El puente contará con vegetación nativa y un diseño especial con barreras para evitar que los animales sean lampareados o molestados por el ruido de los vehículos, y que por su pigmentación color café podrá fusionarse con el paisaje local y crear un hábitat y refugio para especies protegidas, muchas de ellas, en peligro de extinción.
Así, después de 96 años, se volverán a conectar los corredores biológicos de las montañas de Santa Mónica, en beneficio del puma concolor -que se calcula tiene una población de entre 10 y 15 ejemplares-, gato montés, coyote, águila real, murciélago californiano, sapo occidental, serpiente gopher, caimán del sur, conejo del desierto y la rana de árbol, entre muchos otros.

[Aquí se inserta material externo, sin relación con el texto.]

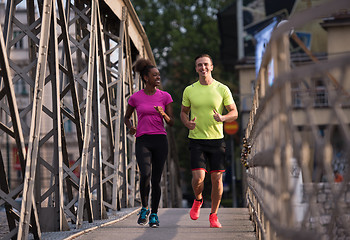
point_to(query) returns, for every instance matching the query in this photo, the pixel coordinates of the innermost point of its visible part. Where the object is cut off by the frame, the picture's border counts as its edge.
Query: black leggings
(151, 154)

Y todo fue gracias a P-22, un puma que hace una década cruzó la Autopista 101, tenía apenas dos años de edad y desde entonces decidió que su nuevo hogar estaría del lado de Griffith Park, uno de los parques urbanos más grandes de Norteamérica. En los últimos 20 años, 25 pumas han muerto intentado cruzar la carretera.
El puente tendrá un costo aproximado de 90 millones de dólares de recursos público-privados, con la destacada aportación de la filántropa Wallis Annenberg, de ahí el nombre. La estructura de concreto será cubierta con casi un acre de vegetación nativa entre plantas, semillas, bellotas y hongos.
Además, se colocarán robles nativos y sauces, y se reforestarán nueve acres de terreno en las dos laderas a un costado de la obra. Los trabajos se realizarán durante la noche para tratar de entorpecer lo menos posible el tránsito vehicular en la ciudad de Los Ángeles.